Vlan/port Segregation

It is recommended to separate core traffic (application) from the SAN traffic (RozoFS/Storage) with VLANs. It is recommended to use separate ports for application and RozoFS/Client. When RozoFS and Storage are co-located, they can share the same ports. However, if there are enough available ports, it is better that each entity (RozoFS, Storage) has its own set of ports.

Flow Control (802.3x)

It is mandatory to enable Flow Control on the switch ports that handle RozoFS/Storage traffic. In addition, one must also enable Flow Control on the NICs used by RozoFS/Storage to obtain the performance benefit. On many networks, there can be an imbalance in the network traffic between the devices that send network traffic and the devices that receive the traffic. This is often the case in SAN configurations in which many hosts (initiators such as RozoFS) are communicating with storage devices. If senders transmit data simultaneously, they may exceed the throughput capacity of the receiver. When this occurs, the receiver may drop packets, forcing senders to retransmit the data after a delay. Although this will not result in any loss of data, latency will increase because of the retransmissions, and I/O performance will degrade.

Spanning-tree Protocol

It is recommended to disable spanning-tree protocol (STP) on the switch ports that connect end nodes (RozoFS clients and storage array network interfaces). If it is still decide to enable STP on those switch ports, one need to check for a STP vendor feature, such as PortFast, which allows immediate transition of the ports into forwarding state.

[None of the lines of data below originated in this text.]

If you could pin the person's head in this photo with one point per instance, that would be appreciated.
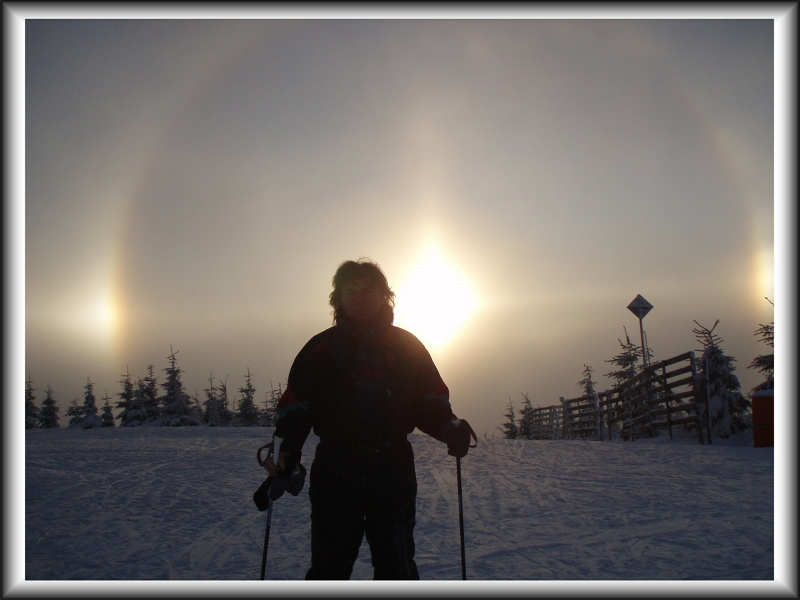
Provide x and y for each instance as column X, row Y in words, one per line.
column 360, row 292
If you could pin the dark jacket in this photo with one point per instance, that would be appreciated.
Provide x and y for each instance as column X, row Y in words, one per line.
column 362, row 385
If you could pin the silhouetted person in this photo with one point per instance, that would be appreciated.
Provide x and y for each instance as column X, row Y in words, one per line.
column 363, row 385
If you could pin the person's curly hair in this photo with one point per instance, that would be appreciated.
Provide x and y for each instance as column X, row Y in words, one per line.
column 355, row 270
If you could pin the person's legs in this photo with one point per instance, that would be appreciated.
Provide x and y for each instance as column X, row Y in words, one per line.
column 337, row 525
column 390, row 517
column 390, row 533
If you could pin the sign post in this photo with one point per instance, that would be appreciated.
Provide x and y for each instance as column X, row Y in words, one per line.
column 640, row 307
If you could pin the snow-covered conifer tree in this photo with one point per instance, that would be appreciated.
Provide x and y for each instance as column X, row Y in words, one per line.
column 765, row 363
column 108, row 416
column 525, row 427
column 625, row 362
column 32, row 416
column 728, row 407
column 149, row 397
column 225, row 413
column 587, row 384
column 75, row 414
column 90, row 417
column 248, row 413
column 127, row 401
column 49, row 413
column 211, row 414
column 176, row 403
column 510, row 430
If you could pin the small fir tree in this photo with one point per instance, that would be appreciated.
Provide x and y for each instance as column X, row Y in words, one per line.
column 176, row 403
column 32, row 416
column 765, row 363
column 211, row 414
column 248, row 413
column 108, row 416
column 525, row 427
column 49, row 412
column 151, row 411
column 728, row 407
column 625, row 362
column 126, row 401
column 586, row 382
column 75, row 414
column 510, row 430
column 90, row 417
column 225, row 413
column 271, row 404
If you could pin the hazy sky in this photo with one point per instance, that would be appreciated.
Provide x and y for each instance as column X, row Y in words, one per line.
column 196, row 184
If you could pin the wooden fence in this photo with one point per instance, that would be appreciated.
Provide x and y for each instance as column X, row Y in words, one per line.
column 666, row 395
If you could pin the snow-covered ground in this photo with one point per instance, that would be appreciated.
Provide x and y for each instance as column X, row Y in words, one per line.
column 176, row 504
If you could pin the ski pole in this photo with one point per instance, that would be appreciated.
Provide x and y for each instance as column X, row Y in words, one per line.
column 461, row 518
column 266, row 541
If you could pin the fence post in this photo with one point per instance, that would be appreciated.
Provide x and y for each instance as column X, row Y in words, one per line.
column 667, row 392
column 708, row 399
column 698, row 394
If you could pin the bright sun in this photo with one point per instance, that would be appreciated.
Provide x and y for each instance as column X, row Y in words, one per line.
column 434, row 302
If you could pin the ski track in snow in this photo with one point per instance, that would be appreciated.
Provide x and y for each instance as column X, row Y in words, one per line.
column 155, row 503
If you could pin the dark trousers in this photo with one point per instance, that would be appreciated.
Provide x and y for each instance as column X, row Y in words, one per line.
column 355, row 491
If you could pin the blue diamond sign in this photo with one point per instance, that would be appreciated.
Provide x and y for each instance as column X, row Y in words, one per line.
column 639, row 306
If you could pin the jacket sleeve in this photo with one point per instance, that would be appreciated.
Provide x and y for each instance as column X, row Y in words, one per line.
column 293, row 413
column 432, row 398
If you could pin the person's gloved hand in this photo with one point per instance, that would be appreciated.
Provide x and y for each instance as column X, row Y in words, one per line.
column 287, row 475
column 458, row 437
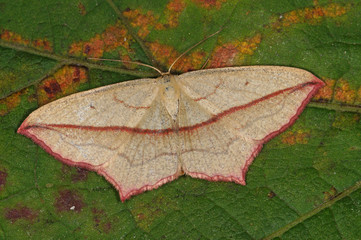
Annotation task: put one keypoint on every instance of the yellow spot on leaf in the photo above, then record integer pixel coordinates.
(41, 44)
(146, 21)
(62, 83)
(297, 137)
(311, 15)
(112, 38)
(343, 93)
(325, 93)
(10, 102)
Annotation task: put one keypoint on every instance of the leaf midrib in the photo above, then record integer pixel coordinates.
(313, 212)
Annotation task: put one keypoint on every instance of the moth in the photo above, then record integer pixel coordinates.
(141, 134)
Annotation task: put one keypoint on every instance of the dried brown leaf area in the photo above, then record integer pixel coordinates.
(141, 134)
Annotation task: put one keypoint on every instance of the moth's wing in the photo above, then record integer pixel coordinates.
(226, 115)
(112, 130)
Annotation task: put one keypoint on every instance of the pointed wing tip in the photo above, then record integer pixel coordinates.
(23, 128)
(127, 194)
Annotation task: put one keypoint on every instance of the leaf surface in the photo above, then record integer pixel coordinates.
(304, 184)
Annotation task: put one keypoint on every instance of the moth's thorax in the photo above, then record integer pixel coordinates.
(170, 95)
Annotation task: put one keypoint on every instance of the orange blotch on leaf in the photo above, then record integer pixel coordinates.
(10, 102)
(112, 38)
(343, 93)
(143, 21)
(166, 55)
(325, 93)
(310, 15)
(295, 137)
(226, 54)
(210, 3)
(146, 21)
(41, 44)
(358, 99)
(173, 11)
(63, 82)
(81, 8)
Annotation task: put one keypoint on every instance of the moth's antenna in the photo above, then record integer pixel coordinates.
(125, 61)
(202, 41)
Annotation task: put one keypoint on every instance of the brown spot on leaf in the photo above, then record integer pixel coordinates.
(68, 200)
(325, 93)
(81, 8)
(80, 175)
(271, 194)
(343, 93)
(41, 44)
(113, 37)
(310, 15)
(295, 137)
(210, 3)
(330, 194)
(10, 102)
(20, 212)
(52, 87)
(64, 82)
(100, 220)
(3, 176)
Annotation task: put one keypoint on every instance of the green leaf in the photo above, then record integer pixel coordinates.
(305, 183)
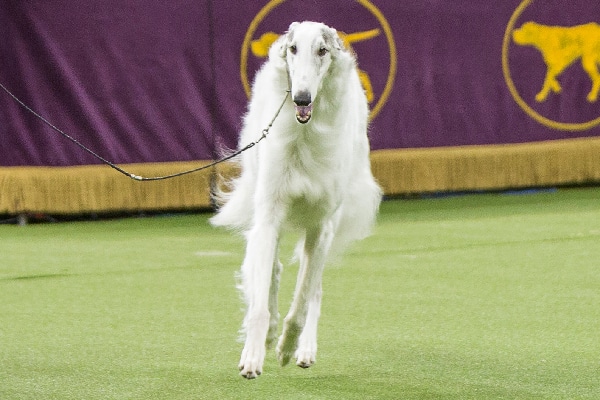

Storage and RozoFS Network Configuration

RozoFS Clients/Storages node connections to the SAN network switches are always in active-active mode. In order to leverage to Ethernet ports utilization, the balancing among the ports is under the control of the application and not under the control of a bonding driver (there is no need for bonding driver with RozoFS storage node). When operating in the default mode of RozoFs (no LACP), it is recommended that each SAN port belongs to different VLANs. Configuration with 802.3ad (LACP) trunks is supported, however the Ethernet ports usage will not be optimal since the selection of a port depends on a hash applied either an MAC or IP level.

Mutli-link Configuration

That configuration is the recommended one for RozoFS where there is one separate Vlan per physical port. The following diagram describes how storage nodes are connected toward the ToR switches. It is assumed that the RozoFS clients reside on nodes that are connected towards the northbound of the ToR SAN switches

LACP Configuration

In that case, the ports dedicated to the SAN (RozoFS and Storage) are grouped in one or two LACP groups, depending if we want to separate the RozoFS and Storage traffic or not. They can be either reside on the same or different VLANs.

Preparing Nodes

Exportd Nodes

Metadata Replication with DRBD

DRBD replicates data from the primary device to the secondary device in a way which ensures that both copies of the data remain identical. Think of it as a networked RAID 1. It mirrors data in real-time, so its replication occurs continuously. Applications do not need to know that in fact their data is stored on different disks.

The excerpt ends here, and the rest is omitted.